Will AI replace mortgage jobs? Not exactly, execs say

UWM, the top U.S. mortgage lender in the first quarter of 2024 with $23.4 billion in volume, has developed its technology in-house with “very few partners,” a method it used to “control the product,” Bressler said.

Bressler said that UWM gives its technology away for free so brokers can compete against anybody, creating loyalty to the lender. Its technology also provides scale to navigate the ups and downs of the mortgage market. 

Bressler and the other executives spoke during the MISMO workshop on AI and mortgages held in San Francisco, California, on Monday.

Dan Vasquez, who leads the AI strategy at Rocket Mortgage, said the Detroit-based company believes that AI is a “great tool,” but it “doesn’t absolve you from the responsibility that you already hold in making decisions that impact the client.” 

“It might give you tips, it might give you new information, it might give that all to you faster, but it’s still your responsibility to make the right decision. And we’re not taking that away from humans right now,” Vazquez said.

In April, Rocket launched its patented AI-driven platform, Rocket Logic. It also added Synopsis, an AI tool that allows its client experience teams to analyze sentiment, record behavior patterns, transcribe conversations, and create tailored experiences during customer interactions. Rocket is the third-largest mortgage lender in the U.S., according to Inside Mortgage Finance, with about $19 billion in production from January to March. 

According to Vasquez, two-thirds of income underwrites at Rocket don’t “touch a human” as the lender uses AI models to process documents and verify the information with a high degree of certainty.

“I wouldn’t say that there are plenty of places where AI is not a good fit yet because we haven’t yet invested in the right amount of models, data, and techniques to make it work. We’ve got a pretty proven framework for how to do so. But it takes a lot of human power. It takes a lot of time to train those models to curate the right data to move forward into different levels of underwriting or decision-making to do it safely. I think we’ll get there in almost all places, but I don’t think, at least not in the next couple of years, we’ll get to a place where we decide: ‘Okay, we humans don’t need to touch these loans anymore.’”

Vasquez added: “We will definitely run into places where we think the technology is doing better than the humans were before. And it’s okay to peel back a little bit. But you always want to make sure that you have that [human] backstop.”

Josh Friend, chief executive officer and founder at Insellerate, a customer relationship management and engagement platform, said that despite growing AI adoption, loan officers are not using it to automate communication.

“We’re making it so that the loan officer has to choose whether or not they’re gonna send that email out as of today, the reason being is you have to watch AI,” Friend said. “I think at some point we’ll be able to not have to do that level [of oversight] because of enough learning, enough practice that will take place. But, for now, we don’t want the AI to go ahead and make the decisions for us without some human being able to have some oversight with it.”

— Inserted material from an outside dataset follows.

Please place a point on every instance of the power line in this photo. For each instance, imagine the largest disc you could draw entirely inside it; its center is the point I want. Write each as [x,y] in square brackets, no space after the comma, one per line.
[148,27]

Kiran Sahota, executive vice president of technology at Freedom Mortgage, said that AI or generative AI isn’t something new but can transform mortgage businesses and the industry overall.

“We don’t think we’ll eliminate the human loop. It’s just we’ve got to rescale them and give them the superpowers to be able to do the job faster, cheaper, better, so we don’t have to go to hiring and firing cycles,” Sahota added. “We are in a regulated industry, so we need to do this responsibly and ethically.”

Freedom has rapidly grown, becoming the fourth-largest mortgage lender in the country from January to March, with a production of $11.8 billion in mortgages in the period. 

Sahota said Freedom has also grown its servicing portfolio fast to about $507 billion in unpaid principal balance in the first quarter. The lender’s tech strategy has shifted from buying to building over the last four years, a decision guided by factors such as urgency and differentiation.